Areas with greater populations had the most incidents. California had the highest number of incidents, with 51. Texas followed next, with 33; then New York, with 31; and Florida, with 23.

Delaware, Montana, Nebraska, New Hampshire and Vermont were the only states without any reported hate crimes.

After the leak of the U.S. Supreme Court’s draft decision in Dobbs v. Jackson Women’s Health to overturn federal abortion mandates, there was a massive spike in graffiti vandalism.

At least 57 of these incidents took place between January 2022 and September 2022, and were directly tied to pro-abortion protests or with pro-abortion messages.
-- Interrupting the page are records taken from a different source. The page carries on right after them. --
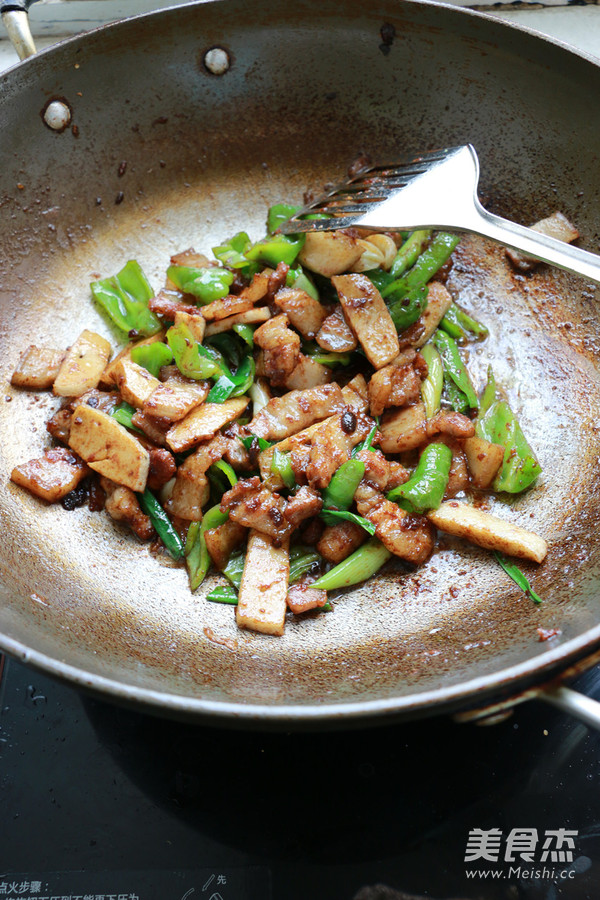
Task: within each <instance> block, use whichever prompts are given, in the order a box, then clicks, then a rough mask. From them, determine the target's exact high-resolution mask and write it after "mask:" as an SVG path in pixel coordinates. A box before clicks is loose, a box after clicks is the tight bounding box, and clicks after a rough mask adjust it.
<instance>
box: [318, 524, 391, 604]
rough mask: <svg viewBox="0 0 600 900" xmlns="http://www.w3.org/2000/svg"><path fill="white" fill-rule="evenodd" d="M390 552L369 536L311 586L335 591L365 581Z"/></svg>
mask: <svg viewBox="0 0 600 900" xmlns="http://www.w3.org/2000/svg"><path fill="white" fill-rule="evenodd" d="M391 555H392V554H391V552H390V551H389V550H388V549H387V548H386V547H384V546H383V544H382V543H380V541H378V540H377V538H374V537H373V538H370V539H369V540H368V541H367V542H366V543H365V544H363V545H362V547H359V548H358V550H355V551H354V553H352V554H351V555H350V556H348V557H347V558H346V559H344V560H343V561H342V562H341V563H338V565H337V566H334V567H333V569H330V570H329V572H326V573H325V575H321V577H320V578H318V579H317V580H316V581H315V582H314V584H312V585H311V587H314V588H316V589H317V590H324V591H335V590H337V589H338V588H346V587H350V586H351V585H353V584H358V583H359V582H360V581H366V580H367V578H370V577H371V576H372V575H374V574H375V572H377V571H378V570H379V569H380V568H381V567H382V565H383V564H384V563H385V562H387V560H388V559H389V558H390V556H391Z"/></svg>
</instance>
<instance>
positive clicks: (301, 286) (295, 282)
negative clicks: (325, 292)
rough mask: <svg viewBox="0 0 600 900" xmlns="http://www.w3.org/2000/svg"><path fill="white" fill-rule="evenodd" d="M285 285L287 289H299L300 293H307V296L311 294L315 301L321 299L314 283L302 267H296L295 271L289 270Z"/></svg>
mask: <svg viewBox="0 0 600 900" xmlns="http://www.w3.org/2000/svg"><path fill="white" fill-rule="evenodd" d="M285 283H286V286H287V287H293V288H297V289H298V290H300V291H305V292H306V293H307V294H309V296H311V297H312V298H313V300H318V299H319V292H318V290H317V289H316V287H315V285H314V282H313V281H311V279H310V278H309V276H308V275H307V274H306V272H305V271H304V269H303V268H302V266H296V267H295V268H294V269H288V273H287V275H286V276H285Z"/></svg>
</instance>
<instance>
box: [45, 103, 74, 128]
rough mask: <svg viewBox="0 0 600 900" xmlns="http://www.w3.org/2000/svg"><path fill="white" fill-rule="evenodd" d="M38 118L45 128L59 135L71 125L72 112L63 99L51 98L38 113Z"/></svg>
mask: <svg viewBox="0 0 600 900" xmlns="http://www.w3.org/2000/svg"><path fill="white" fill-rule="evenodd" d="M40 116H41V118H42V122H43V123H44V125H45V126H46V128H49V129H50V131H55V132H56V133H57V134H61V133H62V132H63V131H65V129H67V128H68V127H69V125H70V124H71V119H72V118H73V110H72V109H71V106H70V104H69V103H68V102H67V100H66V99H65V98H64V97H51V98H50V100H48V102H47V103H46V105H45V106H44V107H43V108H42V110H41V111H40Z"/></svg>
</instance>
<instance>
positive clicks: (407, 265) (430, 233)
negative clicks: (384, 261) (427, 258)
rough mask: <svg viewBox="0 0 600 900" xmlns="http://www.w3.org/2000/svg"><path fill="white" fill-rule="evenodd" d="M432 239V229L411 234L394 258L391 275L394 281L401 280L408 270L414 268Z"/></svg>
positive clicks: (420, 230)
mask: <svg viewBox="0 0 600 900" xmlns="http://www.w3.org/2000/svg"><path fill="white" fill-rule="evenodd" d="M430 239H431V230H430V229H422V230H418V231H413V232H411V233H410V234H409V236H408V237H407V239H406V240H405V241H404V243H403V244H402V245H401V246H400V248H399V250H398V252H397V254H396V256H395V258H394V262H393V263H392V265H391V267H390V275H391V276H392V278H393V279H396V278H400V276H401V275H404V273H405V272H406V271H407V269H410V268H412V266H414V264H415V263H416V261H417V259H418V258H419V256H420V255H421V253H422V252H423V250H424V249H425V247H426V246H427V244H428V242H429V241H430Z"/></svg>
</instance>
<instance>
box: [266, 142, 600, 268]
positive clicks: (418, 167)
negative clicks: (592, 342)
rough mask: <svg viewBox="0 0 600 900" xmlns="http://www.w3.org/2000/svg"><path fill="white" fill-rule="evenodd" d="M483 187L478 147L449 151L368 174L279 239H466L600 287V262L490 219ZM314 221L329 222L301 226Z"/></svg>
mask: <svg viewBox="0 0 600 900" xmlns="http://www.w3.org/2000/svg"><path fill="white" fill-rule="evenodd" d="M478 182H479V160H478V158H477V153H476V152H475V149H474V147H472V146H471V144H465V145H464V146H462V147H449V148H447V149H444V150H438V151H435V152H433V153H425V154H423V155H422V156H419V157H417V158H416V159H414V160H412V161H411V162H409V163H406V164H399V165H394V166H376V167H373V168H369V169H363V170H362V172H361V173H360V174H359V175H357V176H356V177H355V178H353V179H352V180H350V181H348V182H347V183H346V184H342V185H338V186H337V187H335V188H334V189H333V190H331V191H329V193H327V194H325V195H324V196H323V197H321V198H319V199H318V200H316V201H315V202H314V203H311V204H309V205H308V206H306V207H304V209H302V210H300V211H299V212H298V213H296V215H294V216H292V217H291V218H290V219H288V220H287V221H286V222H284V223H283V225H281V226H280V228H279V231H281V232H282V233H283V234H297V233H299V232H311V231H331V230H334V229H337V228H349V227H351V226H355V227H360V228H371V229H373V230H374V231H375V230H376V231H403V230H410V229H415V228H433V229H449V230H451V231H469V232H473V233H474V234H480V235H483V236H484V237H488V238H491V239H492V240H494V241H498V242H499V243H501V244H503V245H504V246H506V247H511V248H512V249H515V250H520V251H521V252H523V253H525V254H527V255H528V256H533V257H535V258H536V259H539V260H542V262H546V263H550V265H553V266H558V267H559V268H561V269H567V271H569V272H575V273H577V274H579V275H584V276H585V277H586V278H590V279H592V281H596V282H600V256H596V255H595V254H594V253H589V252H588V251H587V250H581V249H580V248H579V247H573V246H571V245H570V244H566V243H564V242H563V241H559V240H556V239H555V238H552V237H549V236H547V235H545V234H541V233H539V232H537V231H534V230H533V229H531V228H526V227H525V226H523V225H517V224H516V223H515V222H510V221H509V220H508V219H503V218H501V217H500V216H496V215H493V214H492V213H489V212H488V211H487V210H486V209H484V207H483V206H482V205H481V203H480V202H479V199H478V197H477V185H478ZM314 213H320V214H324V215H325V216H327V218H325V219H322V218H318V219H306V218H304V217H305V216H307V215H310V214H314Z"/></svg>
The motives of many of the attacks are unclear, and several of them were committed by minors. Other incidents included satanic or anarchist symbols.

The FRC report emphasized the importance of religious freedom, a right ostensibly protected under the First Amendment of the U.S. Constitution.

“Religious freedom is not maintained by good laws and policies alone; it also relies on cultural support,” the report said.

“When church attendees feel targeted by members of their communities or church buildings bear the brunt of outrage over political events, a more grievous assault is occurring on the ability to choose and live out one’s faith safely, both at church and in the public square,” it continued. “Violent or destructive incidents that interfere with an individual’s lawful free exercise of religion at their house of worship present a significant nationwide challenge.”